China cut the reference rate for its currency for the third straight day on Thursday, authorities said, after their surprise devaluation of the yuan this week unsettled global financial markets.
The central bank put the yuan's central parity rate at 6.4010 yuan for $1.0, the China Foreign Exchange Trade System said, a drop of 1.11 percent from the previous day's 6.3306.
It was also lower than Wednesday's close, and comes after China adopted a more market-oriented method of calculating the currency rate in a move widely seen as a devaluation.

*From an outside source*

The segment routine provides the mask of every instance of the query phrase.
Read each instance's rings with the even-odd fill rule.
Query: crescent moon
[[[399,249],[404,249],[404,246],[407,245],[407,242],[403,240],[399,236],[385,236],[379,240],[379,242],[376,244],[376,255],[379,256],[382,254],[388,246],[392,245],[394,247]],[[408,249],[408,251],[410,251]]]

The cuts have put financial markets on edge, sparking worries of a "currency war" as other countries feel pressure to devalue and raising questions about the health of the world's second-largest economy, where growth is already slowing.
European stock markets in London, Frankfurt and Paris closed lower Wednesday on worries China's economy is struggling more than previously thought. But US stocks overcame early weakness and finished mostly higher.
Asian markets were mixed on Thursday, but China's benchmark Shanghai index was up 0.74 percent by mid-morning.
China keeps a tight grip on the yuan, allowing it to fluctuate up or down just two percent on either side of the reference rate, which it sets daily.
The People's Bank of China (PBoC) on Tuesday announced a "one-time correction" of nearly two percent in the yuan's value against the greenback as it changed the mechanism.
Previously, it said it based the fixing on a poll of market-makers, but declared it would now also take into account the previous day's close, foreign exchange supply and demand and the rates of major currencies.
It has since lowered the central rate twice more, and the week's combined drop is the biggest since China set up its modern foreign exchange system in 1994, when it devalued the yuan by 33 percent at a stroke.
Analysts viewed the move as a way for China to both boost exports by making its goods cheaper abroad and push economic reforms as it seeks to become one of the reserve currencies in the International Monetary Fund's SDR (special drawing rights) group.
But the volatility in the normally unusually stable unit has raised concerns, and Bloomberg News reported Wednesday the central bank had intervened in the market to prop it up.
PBoC economist Ma Jun on Wednesday said China could stabilise the yuan through direct market intervention.
"The central bank, if necessary, is fully capable of stabilising the exchange rate through direct intervention in the foreign exchange market to avoid (the) herd mentality resulting in irrational movements of the rate," Ma was quoted as saying by the official Xinhua news agency.
He also dismissed the possibility that China was seeking to wage a currency war, saying there was no need as exports were expected to pick up in the second half of the year.
"China does not have the need to start a currency war to gain advantage," he said.